Tavolo al Mise tra tecnici del Ministero, Comdata, sindacati e Istituzioni locali per discutere del reinsediamento del call center a Guasticce che, grazie all’impegno di tutti, sta andando avanti. Dopo una lunga trattativa tra aziende, finalmente si ha la certezza che l’impianto di Guasticce da settembre ripartirà, si inizierà con l’assunzione di 120 lavoratori e l’inserimento di altri 45 a partire dal primo di novembre, quando la rete Comdata sarà operativa sulla struttura.
“Grazie all’azione degli Enti Locali e di Spil e alla disponibilità di Comdata, che ha messo in campo investimenti sulla struttura – spiega Maurizio Strazzullo, segretario generale della Cgil di Livorno, presente all’incontro – l’ operazione di reinsediamento del call center a Guasticce va avanti”. “Seppur esprimendo soddisfazione per gli avanzamenti, non possiamo non sottolineare che si tratta comunque di una soluzione parziale, rispetto al totale dei 341 ex lavoratori di people care che hanno perso il lavoro – sottolinea il segretario – Rispetto a ciò questa abbiamo richiesto al Ministero e alle Istituzioni di mantenere attenzione e impegno per la ricollocazione di tutto il personale”. Il presidente Rossi: “Una svolta” –  “Un risultato positivo per il quale ringraziamo Comdata che ha voluto accogliere il nostro invito ad insediarsi nel territorio e che premia l’impegno di istituzioni, sindacati e ministero del lavoro a fianco dei lavoratori.

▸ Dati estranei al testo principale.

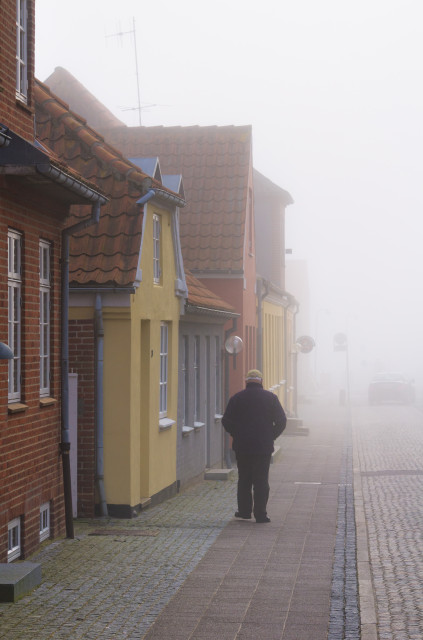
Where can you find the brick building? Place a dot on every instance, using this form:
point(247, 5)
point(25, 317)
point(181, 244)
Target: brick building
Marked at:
point(36, 192)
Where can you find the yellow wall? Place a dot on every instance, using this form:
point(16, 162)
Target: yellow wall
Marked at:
point(139, 459)
point(152, 305)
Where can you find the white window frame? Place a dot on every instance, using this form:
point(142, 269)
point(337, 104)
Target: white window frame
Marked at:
point(44, 521)
point(157, 230)
point(14, 285)
point(22, 50)
point(45, 320)
point(217, 378)
point(185, 378)
point(164, 368)
point(14, 540)
point(197, 373)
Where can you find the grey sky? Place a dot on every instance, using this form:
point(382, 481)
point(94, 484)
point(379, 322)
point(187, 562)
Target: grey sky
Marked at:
point(333, 90)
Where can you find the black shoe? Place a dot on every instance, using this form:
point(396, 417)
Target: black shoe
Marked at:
point(261, 520)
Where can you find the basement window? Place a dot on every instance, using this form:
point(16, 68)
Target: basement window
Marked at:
point(44, 521)
point(14, 539)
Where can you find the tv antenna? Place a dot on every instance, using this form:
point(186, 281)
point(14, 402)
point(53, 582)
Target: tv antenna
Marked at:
point(134, 36)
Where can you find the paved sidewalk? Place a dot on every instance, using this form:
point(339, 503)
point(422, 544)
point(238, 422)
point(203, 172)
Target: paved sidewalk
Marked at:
point(188, 569)
point(271, 581)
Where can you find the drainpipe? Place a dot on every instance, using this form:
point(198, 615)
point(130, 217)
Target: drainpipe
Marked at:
point(227, 450)
point(65, 432)
point(99, 330)
point(262, 291)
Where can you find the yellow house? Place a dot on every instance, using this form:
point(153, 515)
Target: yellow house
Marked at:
point(276, 308)
point(127, 288)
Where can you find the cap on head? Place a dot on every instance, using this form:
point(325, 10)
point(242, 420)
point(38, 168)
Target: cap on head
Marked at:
point(254, 375)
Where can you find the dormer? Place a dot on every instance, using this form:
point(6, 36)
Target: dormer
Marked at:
point(17, 66)
point(150, 166)
point(175, 183)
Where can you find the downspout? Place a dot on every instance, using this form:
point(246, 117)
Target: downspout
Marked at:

Si tratta di un importante punto fermo, ma l’impegno nostro e di tutti continuerà, perchè l’obiettivo è la ricollocazione di tutti i lavoratori e quindi anche degli altri 160 che ancora aspettano di essere richiamati”. Simoncini ha poi informato del fatto che la Regione è pronta a sostenere le assunzioni e il radicamento di Comdata nel territorio grazie agli incentivi. Il tavolo nazionale resterà in piedi pronto ad essere riconvocato in caso di necessità.

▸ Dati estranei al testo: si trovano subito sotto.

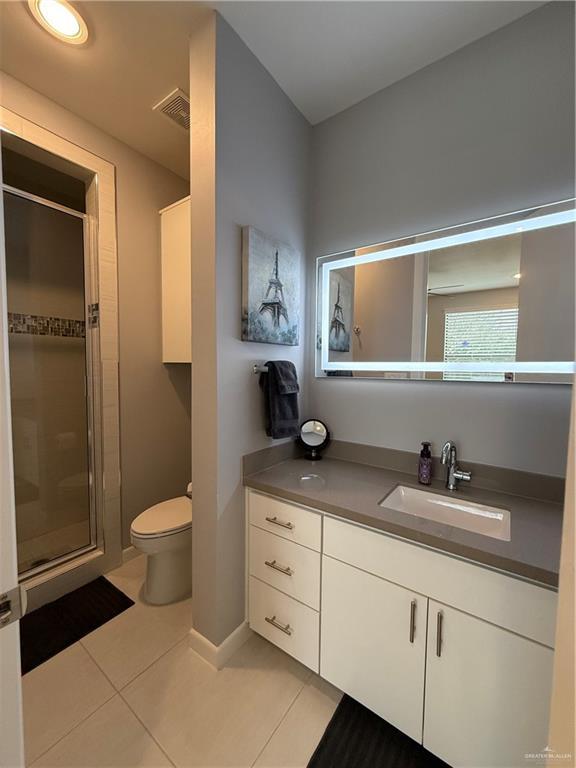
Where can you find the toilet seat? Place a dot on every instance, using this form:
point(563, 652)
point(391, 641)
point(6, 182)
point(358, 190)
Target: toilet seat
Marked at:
point(164, 519)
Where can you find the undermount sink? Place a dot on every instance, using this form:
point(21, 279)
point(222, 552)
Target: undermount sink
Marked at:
point(450, 510)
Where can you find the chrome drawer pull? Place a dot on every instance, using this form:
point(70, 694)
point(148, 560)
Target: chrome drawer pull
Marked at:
point(273, 564)
point(286, 629)
point(275, 521)
point(439, 618)
point(412, 620)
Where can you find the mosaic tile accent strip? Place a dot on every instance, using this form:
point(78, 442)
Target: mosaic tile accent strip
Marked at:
point(38, 325)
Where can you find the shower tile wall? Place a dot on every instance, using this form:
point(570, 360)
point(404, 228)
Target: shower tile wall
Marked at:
point(45, 271)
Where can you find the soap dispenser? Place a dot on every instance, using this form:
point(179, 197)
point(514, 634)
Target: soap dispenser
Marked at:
point(425, 465)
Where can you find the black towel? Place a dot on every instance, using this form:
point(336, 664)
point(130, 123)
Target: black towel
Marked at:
point(280, 387)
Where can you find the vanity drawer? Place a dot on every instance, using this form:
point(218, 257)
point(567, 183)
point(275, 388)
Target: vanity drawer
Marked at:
point(286, 520)
point(287, 566)
point(520, 606)
point(285, 622)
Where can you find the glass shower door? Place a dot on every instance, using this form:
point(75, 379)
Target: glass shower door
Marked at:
point(46, 280)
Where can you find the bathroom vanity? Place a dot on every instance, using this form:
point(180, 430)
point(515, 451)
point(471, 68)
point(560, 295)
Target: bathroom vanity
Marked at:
point(447, 634)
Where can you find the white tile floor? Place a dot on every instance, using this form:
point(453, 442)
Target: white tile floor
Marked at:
point(133, 693)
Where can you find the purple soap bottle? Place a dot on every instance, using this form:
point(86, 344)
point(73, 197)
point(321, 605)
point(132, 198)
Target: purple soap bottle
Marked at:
point(425, 465)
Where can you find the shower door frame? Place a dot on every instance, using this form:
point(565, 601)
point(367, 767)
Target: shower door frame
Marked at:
point(93, 405)
point(99, 176)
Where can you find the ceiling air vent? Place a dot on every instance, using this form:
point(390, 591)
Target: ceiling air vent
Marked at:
point(176, 107)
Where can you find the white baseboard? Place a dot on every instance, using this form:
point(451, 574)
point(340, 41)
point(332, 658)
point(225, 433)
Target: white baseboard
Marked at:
point(130, 553)
point(218, 655)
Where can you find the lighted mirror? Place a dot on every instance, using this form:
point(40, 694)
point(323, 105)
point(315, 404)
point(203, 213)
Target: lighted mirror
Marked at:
point(488, 301)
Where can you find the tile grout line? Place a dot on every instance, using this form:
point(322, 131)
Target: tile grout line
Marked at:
point(164, 653)
point(141, 672)
point(284, 716)
point(65, 735)
point(154, 739)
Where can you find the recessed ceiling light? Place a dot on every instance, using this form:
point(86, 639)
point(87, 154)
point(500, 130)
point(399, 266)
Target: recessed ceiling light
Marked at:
point(60, 19)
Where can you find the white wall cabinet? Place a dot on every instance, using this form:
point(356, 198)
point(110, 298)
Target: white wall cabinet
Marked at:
point(455, 655)
point(487, 692)
point(373, 643)
point(176, 283)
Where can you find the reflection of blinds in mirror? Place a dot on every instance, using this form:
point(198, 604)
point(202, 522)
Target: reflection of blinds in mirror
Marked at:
point(480, 336)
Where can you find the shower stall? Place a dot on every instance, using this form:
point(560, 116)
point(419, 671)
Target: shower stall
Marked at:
point(57, 371)
point(49, 350)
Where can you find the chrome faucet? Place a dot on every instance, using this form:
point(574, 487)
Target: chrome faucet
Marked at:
point(453, 473)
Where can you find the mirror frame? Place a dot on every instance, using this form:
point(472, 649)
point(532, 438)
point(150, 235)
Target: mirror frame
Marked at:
point(550, 215)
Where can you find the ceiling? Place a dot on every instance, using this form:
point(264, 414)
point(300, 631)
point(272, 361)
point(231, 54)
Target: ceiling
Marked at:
point(137, 53)
point(480, 266)
point(325, 55)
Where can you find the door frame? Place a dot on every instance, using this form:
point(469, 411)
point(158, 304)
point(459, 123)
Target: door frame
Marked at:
point(101, 233)
point(11, 721)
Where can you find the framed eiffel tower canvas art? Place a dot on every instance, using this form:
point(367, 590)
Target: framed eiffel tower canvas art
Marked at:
point(270, 290)
point(341, 299)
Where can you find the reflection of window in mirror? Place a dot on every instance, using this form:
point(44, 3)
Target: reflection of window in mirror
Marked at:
point(502, 299)
point(497, 292)
point(473, 305)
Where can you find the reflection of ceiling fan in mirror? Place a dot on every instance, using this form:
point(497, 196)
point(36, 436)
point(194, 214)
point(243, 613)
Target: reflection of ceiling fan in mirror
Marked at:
point(433, 291)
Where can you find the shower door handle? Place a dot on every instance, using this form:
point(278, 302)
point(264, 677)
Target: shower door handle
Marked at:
point(12, 605)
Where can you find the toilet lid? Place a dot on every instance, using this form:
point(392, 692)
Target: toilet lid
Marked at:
point(169, 516)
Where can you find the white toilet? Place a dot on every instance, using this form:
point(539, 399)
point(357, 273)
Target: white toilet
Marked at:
point(164, 533)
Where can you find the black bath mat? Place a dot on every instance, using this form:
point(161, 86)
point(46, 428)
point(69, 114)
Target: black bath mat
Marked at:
point(53, 627)
point(357, 738)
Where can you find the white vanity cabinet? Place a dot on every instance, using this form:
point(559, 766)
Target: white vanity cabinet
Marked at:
point(284, 542)
point(373, 643)
point(175, 250)
point(487, 692)
point(456, 655)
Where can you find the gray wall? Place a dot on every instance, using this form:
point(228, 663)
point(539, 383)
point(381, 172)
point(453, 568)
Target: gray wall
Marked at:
point(154, 399)
point(486, 130)
point(260, 171)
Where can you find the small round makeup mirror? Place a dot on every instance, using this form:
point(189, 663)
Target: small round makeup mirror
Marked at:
point(315, 436)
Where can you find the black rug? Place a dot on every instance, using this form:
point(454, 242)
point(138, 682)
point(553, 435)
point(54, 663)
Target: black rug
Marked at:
point(53, 627)
point(357, 738)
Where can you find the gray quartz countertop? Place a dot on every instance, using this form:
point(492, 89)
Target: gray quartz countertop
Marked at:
point(353, 491)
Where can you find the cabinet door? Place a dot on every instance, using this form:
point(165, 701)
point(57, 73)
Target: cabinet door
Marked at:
point(373, 643)
point(487, 692)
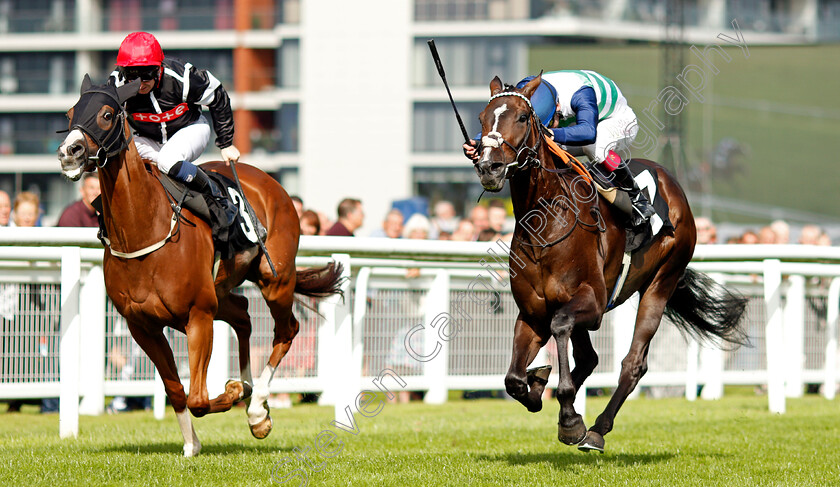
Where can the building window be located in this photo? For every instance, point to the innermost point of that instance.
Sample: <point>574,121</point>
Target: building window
<point>152,15</point>
<point>287,121</point>
<point>37,16</point>
<point>288,63</point>
<point>37,72</point>
<point>436,129</point>
<point>31,133</point>
<point>471,61</point>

Qui il verbale del Mise: http://www.sviluppoeconomico.gov.it/index.php/it/impresa/imprese-in-difficolta/verbali/2033071-verbale-di-riunione-ex-people-care

Il commento dell’assessore dopo il tavolo del Mise –  “Oggi sono state fissate le premesse concrete per una ripresa delle attività del call center e per una ripresa occupazionale del territorio. L’attenzione deve rimanere alta per trovare una sistemazione a tutti coloro che purtroppo rimarranno esclusi dalle prime assunzioni”. E’ il commento dell’assessore al Lavoro del Comune di Livorno Francesca Martini, all’uscita della riunione a Roma (alla quale erano presenti: per il Ministero dello Sviluppo Economico Dott. Giampietro Castano e dell’Avv. Michela Porcaro,per la Regione Toscana il Consigliere del Presidente Gianfranco Simoncini, per la Provincia di Livorno il delegato Lorenzo Bacci, sindaco di Collesalvetti, per Comdata S.p.A. la Dott.ssa Amalia Bigatti e il Dott. Luca Mattana. Presenti inoltre le OO. SS. nazionali e territoriali di categoria SLC-CGIL, FISTEL-CISL e UILCOM-UIL, unitamente alle RSU). Sarà infatti ComdataNet, la newCo al 100% controllata Comdata, a riaprire il 15 settembre il call center di Guasticce. L’incontro si è’ concretizzato in una trattativa molto serrata fra Comdata, Spil e People Care, assistita dalle istituzioni, ai fini di determinare le condizioni di subingresso nell’immobile e garantire l’avvio dell’attività entro il mese di settembre.
I lavoratori verranno assunti a tempo determinato, contratto che verrà trasformato in tempo indeterminato entro dicembre 2015, con il sistema delle tutele crescenti. Rimane aperta la possibilità per chi vuole andare a lavorare a La Spezia. E, in caso di futuro ampliamento dell’attività, Comdata attingerà dal bacino di People Care. E’ grazie anche all’impegno di Spil, informa l’assessore Martini, che si potrà assicurare un sub ingresso di Comdata appunto entro il 15 settembre.